San Diego’s retail market has remained relatively level for the past year in regards to leasing and sales of shopping centers. Last year the vacancy rate for San Diego hovered around 5.2 percent and currently is positioned at 5.1 percent. This will probably remain the same throughout the remainder of this year as we continue to see very few additional centers being built. A steady flow of tenants are also closing their doors as new tenants and entrepreneurs venture into new careers.
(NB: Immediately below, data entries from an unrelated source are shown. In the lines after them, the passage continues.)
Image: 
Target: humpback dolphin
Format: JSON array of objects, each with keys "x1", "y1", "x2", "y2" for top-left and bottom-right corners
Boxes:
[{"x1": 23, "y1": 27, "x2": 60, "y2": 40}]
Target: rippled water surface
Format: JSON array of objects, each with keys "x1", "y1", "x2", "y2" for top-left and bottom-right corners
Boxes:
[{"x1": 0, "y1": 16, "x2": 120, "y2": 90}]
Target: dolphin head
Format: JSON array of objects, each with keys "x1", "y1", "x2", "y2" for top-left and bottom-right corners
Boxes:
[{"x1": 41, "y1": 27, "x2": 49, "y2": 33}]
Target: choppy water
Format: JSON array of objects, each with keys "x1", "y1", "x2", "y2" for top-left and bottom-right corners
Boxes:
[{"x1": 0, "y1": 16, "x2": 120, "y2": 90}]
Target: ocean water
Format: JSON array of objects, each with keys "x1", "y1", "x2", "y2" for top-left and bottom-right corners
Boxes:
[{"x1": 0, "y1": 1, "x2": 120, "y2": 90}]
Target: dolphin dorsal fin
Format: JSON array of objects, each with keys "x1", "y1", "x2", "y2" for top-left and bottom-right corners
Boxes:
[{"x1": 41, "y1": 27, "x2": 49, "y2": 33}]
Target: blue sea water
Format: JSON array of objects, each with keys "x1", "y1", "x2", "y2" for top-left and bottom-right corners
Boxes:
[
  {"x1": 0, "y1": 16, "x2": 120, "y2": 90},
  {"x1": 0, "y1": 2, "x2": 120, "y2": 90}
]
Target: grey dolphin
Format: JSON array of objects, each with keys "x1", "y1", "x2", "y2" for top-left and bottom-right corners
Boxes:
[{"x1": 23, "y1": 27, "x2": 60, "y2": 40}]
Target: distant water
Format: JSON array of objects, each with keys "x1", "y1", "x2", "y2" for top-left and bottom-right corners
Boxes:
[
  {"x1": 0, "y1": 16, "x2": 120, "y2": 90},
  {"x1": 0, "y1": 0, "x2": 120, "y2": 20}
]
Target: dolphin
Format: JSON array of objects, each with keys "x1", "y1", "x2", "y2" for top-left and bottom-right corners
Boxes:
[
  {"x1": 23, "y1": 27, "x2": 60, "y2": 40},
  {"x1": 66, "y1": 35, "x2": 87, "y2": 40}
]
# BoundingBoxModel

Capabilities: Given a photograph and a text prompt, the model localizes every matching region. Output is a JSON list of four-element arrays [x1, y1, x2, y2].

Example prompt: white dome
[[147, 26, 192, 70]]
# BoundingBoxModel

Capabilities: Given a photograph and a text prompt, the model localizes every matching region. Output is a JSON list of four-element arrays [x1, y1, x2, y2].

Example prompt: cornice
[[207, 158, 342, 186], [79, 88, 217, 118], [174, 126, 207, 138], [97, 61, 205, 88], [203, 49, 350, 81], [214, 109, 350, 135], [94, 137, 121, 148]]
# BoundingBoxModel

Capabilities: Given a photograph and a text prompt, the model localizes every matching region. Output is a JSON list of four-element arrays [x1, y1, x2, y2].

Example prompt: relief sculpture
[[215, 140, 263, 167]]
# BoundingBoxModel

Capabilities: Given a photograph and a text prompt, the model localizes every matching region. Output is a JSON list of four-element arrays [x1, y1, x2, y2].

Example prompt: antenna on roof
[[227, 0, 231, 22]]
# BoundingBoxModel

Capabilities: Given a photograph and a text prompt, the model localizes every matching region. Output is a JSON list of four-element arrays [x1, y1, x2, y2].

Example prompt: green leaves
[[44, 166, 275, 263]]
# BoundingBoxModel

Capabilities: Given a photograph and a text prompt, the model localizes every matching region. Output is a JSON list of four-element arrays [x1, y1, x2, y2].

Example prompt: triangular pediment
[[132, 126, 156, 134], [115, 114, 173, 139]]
Sales activity from the beginning of this year has been slightly slower but slightly better on a per-square-foot number than the same period one year ago. Year-to-date, we have seen 15 sales of centers that are larger than 10,000 square feet, with an average price per square foot of $193.50 and an average cap rate of 7.24 percent. This is compared to the same period last year which produced 22 sales at an average price per square foot of $170.39 and an average cap rate of 7.6 percent. As far as credit-tenant, triple-net investments in San Diego go, there is still a very strong demand for any product that comes on the market and typically results in multiple bidders. With the cost of funds remaining low, this will continue to fuel the sales market and keep investors in the market even if pricing experiences lower-than-usual cap rates.
A lot of the leasing activity has come from the entry of new franchises coming to the market. This is not the first time we have seen a flurry of franchise interest in a down market. In the early ‘90s we were in a similar economic situation. Banks were in trouble, businesses were in trouble and people everywhere were losing their jobs. So we are now seeing, just like we did in the early ‘90s, that people do not want to leave their fate in the hands of their employers. Many have therefore ventured into the franchise world where they can feel like they’re more in control of their future. This has caused a rush of franchises like Jersey Mike’s Subs, Quiznos (who is coming back to the market), Wingstop, Flippin’ Pizza, Sizzler and Genghis Grill, to look toward San Diego for new locations.
Since San Diego had maintained a low vacancy rate, around 2.5 percent, during the good times, it had caused some barriers to entry for many companies that would have liked to expand in the county but couldn’t. Now that more properties are available and leasing rates are lower, many of these companies have been able to come in and lease a lot of the larger space that has come on the market. This has enabled us to maintain a relatively low vacancy rate through these times.
Some of the more active tenants have been Dollar Tree, O’Reilly Auto Parts, 99 Cent Only, Family Dollar, Sherwin Williams, Fallas Paredes and dd’s Discount. The remainder of 2012 will most likely continue at the same level of activity without a noticeable increase or decrease in transactions.